Co-sponsored with SPIA.

The SPIA Leadership Through Mentorship Program hosts influential policy leaders, practitioners, and advocates for visits at the School. They attend classes, have meals with students, and conduct office hours. Occasionally, these guests give lectures open to the public.

Dr. Carla Hayden was sworn in as the 14th Librarian of Congress on September 14, 2016. Hayden, the first woman and the first African American to lead the national library, was nominated to the position by President Barack Obama on February 24, 2016, and her nomination was confirmed by the U.S. Senate on July 13.

Prior to her latest post she served, since 1993, as CEO of the Enoch Pratt Free Library in Baltimore, Maryland. Hayden was nominated by President Obama to be a member of the National Museum and Library Services Board in January 2010 and was confirmed to that post by the Senate in June 2010. Prior to joining the Pratt Library, Hayden was deputy commissioner and chief librarian of the Chicago Public Library from 1991 to 1993. She was an assistant professor for Library and Information Science at the University of Pittsburgh from 1987 to 1991. Hayden was library services coordinator for the Museum of Science and Industry in Chicago from 1982 to 1987. She began her career with the Chicago Public Library as the young adult services coordinator from 1979 to 1982 and as a library associate and children’s librarian from 1973 to 1979.

Hayden was president of the American Library Association from 2003 to 2004. In 1995, she was the first African American to receive Library Journal’s Librarian of the Year Award in recognition of her outreach services at the Pratt Library, which included an after-school center for Baltimore teens offering homework assistance and college and career counseling.

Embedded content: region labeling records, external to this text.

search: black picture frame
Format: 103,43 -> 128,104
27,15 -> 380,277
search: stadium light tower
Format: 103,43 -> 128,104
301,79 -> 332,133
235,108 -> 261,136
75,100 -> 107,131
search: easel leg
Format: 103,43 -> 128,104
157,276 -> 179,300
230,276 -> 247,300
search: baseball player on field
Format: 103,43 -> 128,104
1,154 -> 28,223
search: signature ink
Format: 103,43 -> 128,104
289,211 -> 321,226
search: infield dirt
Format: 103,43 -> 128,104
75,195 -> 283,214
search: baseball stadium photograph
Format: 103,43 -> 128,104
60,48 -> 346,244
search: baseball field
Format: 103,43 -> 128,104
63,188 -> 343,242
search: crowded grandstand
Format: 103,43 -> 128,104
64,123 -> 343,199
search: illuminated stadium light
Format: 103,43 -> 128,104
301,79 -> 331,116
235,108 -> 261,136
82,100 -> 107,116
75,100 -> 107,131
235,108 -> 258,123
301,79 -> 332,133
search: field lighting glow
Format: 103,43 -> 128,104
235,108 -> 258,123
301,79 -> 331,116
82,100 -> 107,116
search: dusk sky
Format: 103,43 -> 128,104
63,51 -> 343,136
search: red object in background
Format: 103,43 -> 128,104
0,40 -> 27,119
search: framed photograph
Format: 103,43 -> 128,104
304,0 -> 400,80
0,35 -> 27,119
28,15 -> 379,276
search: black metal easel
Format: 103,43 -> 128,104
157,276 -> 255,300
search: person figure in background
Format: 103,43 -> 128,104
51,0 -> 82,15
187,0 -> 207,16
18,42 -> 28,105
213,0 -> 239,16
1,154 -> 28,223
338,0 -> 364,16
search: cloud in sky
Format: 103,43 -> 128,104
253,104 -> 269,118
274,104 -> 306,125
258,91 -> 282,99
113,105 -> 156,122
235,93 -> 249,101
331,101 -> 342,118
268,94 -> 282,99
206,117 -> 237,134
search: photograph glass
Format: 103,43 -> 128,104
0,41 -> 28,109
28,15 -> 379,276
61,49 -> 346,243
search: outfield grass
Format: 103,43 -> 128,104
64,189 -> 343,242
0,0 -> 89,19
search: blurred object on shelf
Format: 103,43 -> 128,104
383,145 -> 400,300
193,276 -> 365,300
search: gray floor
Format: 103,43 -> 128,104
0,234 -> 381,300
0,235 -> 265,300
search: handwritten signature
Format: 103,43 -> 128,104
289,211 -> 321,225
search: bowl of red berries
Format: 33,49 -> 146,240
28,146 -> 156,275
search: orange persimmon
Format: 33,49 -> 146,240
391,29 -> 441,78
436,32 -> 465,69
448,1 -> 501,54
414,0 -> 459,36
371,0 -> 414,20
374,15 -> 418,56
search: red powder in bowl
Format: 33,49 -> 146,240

Hayden received a B.A. from Roosevelt University and an M.A. and Ph.D. from the Graduate Library School of the University of Chicago.

Dr. Hayden will be joined in conversation with Prateek Mittal and Tithi Chattopadhyay.

Prateek Mittal is the interim director of CITP from July 1, 2022 to June 30, 2023, and he is also on CITP’s executive committee. He is a professor of electrical and computer engineering at Princeton University, where he is also affiliated with computer science. He is interested in the design and development of privacy-preserving and secure systems. His current interests include the domains of (1) privacy-enhancing technologies such as anonymous communication and statistical data privacy, (2) adversarial machine learning, and (3) Internet/network security.

A unifying theme in Mittal’s work is to manipulate and exploit structural properties of data and networked systems to solve privacy and security challenges facing our society. His research has applied this distinct approach to widely-used operational systems, and has used the resulting insights to influence system design and operation, including that of the Tor network and the Let’s Encrypt certificate authority, directly impacting hundreds of millions of users.

He is the recipient of Princeton University’s E. Lawrence Keyes, Jr. award for outstanding research and teaching, the NSF Career award, the ONR YIP award, the ARO YIP award, faculty research awards from IBM, Intel, Google, Cisco, and multiple award publications.

Tithi Chattopadhyay, executive director, CITP. Tithi oversees strategic planning, operations and staffing, research collaborations, fundraising and development, and new initiatives — such as CITP’s Emerging Scholars and Public Interest Technology Summer Fellowship programs. Chattopadhyay, an economist and expert on issues around broadband, also teaches and conducts research on the digital divide, the impact of the digital economy, and the evolving role of public institutions, including universities, in addressing societal goals around technology. Chattopadhyay is the former broadband director for the State of Wisconsin. She also worked as a consultant and policy advisor for several local, state and higher education institutions on technology and economic development projects. She holds a Ph.D. in information studies and has bachelor’s and master’s degrees in economics and mathematics.

Register here.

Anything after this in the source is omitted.